Judy Cooper reports on a new project to improve services for care leavers, currently being trialled by nine English local authorities

Nine local authorities across England are taking part in a new project to improve services for care leavers. The New Belongings project is run by the Care Leavers Foundation (CLF) and has government funding of £100,000 for a year.

Janet Rich, a trustee of the CLF, says each local authority has a team of former care leavers, provided by the foundation, to advise them on how to improve services, with the two main themes around employability and mentoring.

“The question that drives it is, ‘are the services making a difference?’. We’re all very clear that this cannot be another project that gets people talking about care leavers but then disappears into thin air.

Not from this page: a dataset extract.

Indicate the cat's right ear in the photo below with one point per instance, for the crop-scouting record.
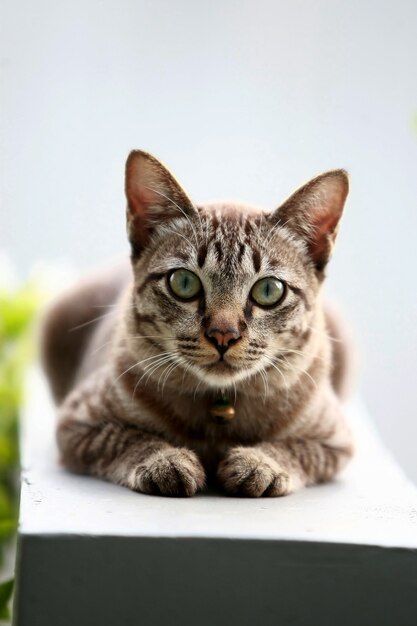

“This is asking local authorities to do something, to make changes, to evaluate those changes and move beyond the sludge of legislation and the “it can’t be done” attitude to “what can be done”,” Rich says.

A council’s experience

Portsmouth, already a Munro pathfinder council, applied to become part of the New Belongings project as part of its restructure of all frontline services. Stephen Kitchman, head of children’s social care, says the authority has already done a lot of work with their social work teams to reduce caseloads, improve administrative support and improve practice skills.

“Now that we’ve got better structures and systems in place we very much see the New Belongings project as part of our next steps to improve outcomes. It felt like a good opportunity to really focus on our care leaving services,” he says.

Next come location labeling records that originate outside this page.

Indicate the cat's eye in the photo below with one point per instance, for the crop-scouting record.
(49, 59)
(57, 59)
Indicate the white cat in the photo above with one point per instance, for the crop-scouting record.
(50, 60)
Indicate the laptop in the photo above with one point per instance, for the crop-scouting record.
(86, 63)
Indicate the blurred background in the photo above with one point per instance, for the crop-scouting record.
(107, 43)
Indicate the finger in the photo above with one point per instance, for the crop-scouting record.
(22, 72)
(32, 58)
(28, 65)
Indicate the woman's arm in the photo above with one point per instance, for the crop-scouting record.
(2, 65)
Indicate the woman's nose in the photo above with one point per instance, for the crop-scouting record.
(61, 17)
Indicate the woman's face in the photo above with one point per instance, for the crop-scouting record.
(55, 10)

He knows it’s early days, but says ultimately they want to increase the take up of education and employment and involve both the council and the wider business community in that.

“We also want to improve our links with past care leavers to help our learning. And we want to be more flexible so that if a care leaver is just over 21 or just over 25, but they still need support, it will be provided. It will be based on need so we are inclusive rather than exclusive.”

A care leaver’s perspective

Regan Metcalfe (pictured), 33, is a former care leaver who trained as a social worker and is now a trainer and consultant on services for looked-after children. “I was taken into care when I was nine and by the time I left I’d been moved 56 times. Most of those were in residential care and secure children’s homes where I was placed for my own welfare to do with absconding, self-harming and risky behaviour,” she says.

“When I left it took me a long time to find my place and who I was. Part of that was because I’d had no secondary education throughout my teens. Until I was 26 I didn’t even know I was capable of doing a social work degree. I also had a lot of problems settling because I’d been moved around so much- that was on top of the degree of attachment disorder that all children leave care with.

“Care leavers are on the back foot when they enter adulthood and some of that is not just about corporate parenting but about society and the stigma attached to being in care. You never feel you can admit to it.”

As part of the New Belongings project, Metcalfe is advising a consortium of councils in the North East and is impressed with their proactive approach so far. “I’ve been involved in a lot of policy stuff involving care leavers and it’s all been very tokenistic. This is the first time I’ve felt my opinions are really valid and respected and will actually make a difference.”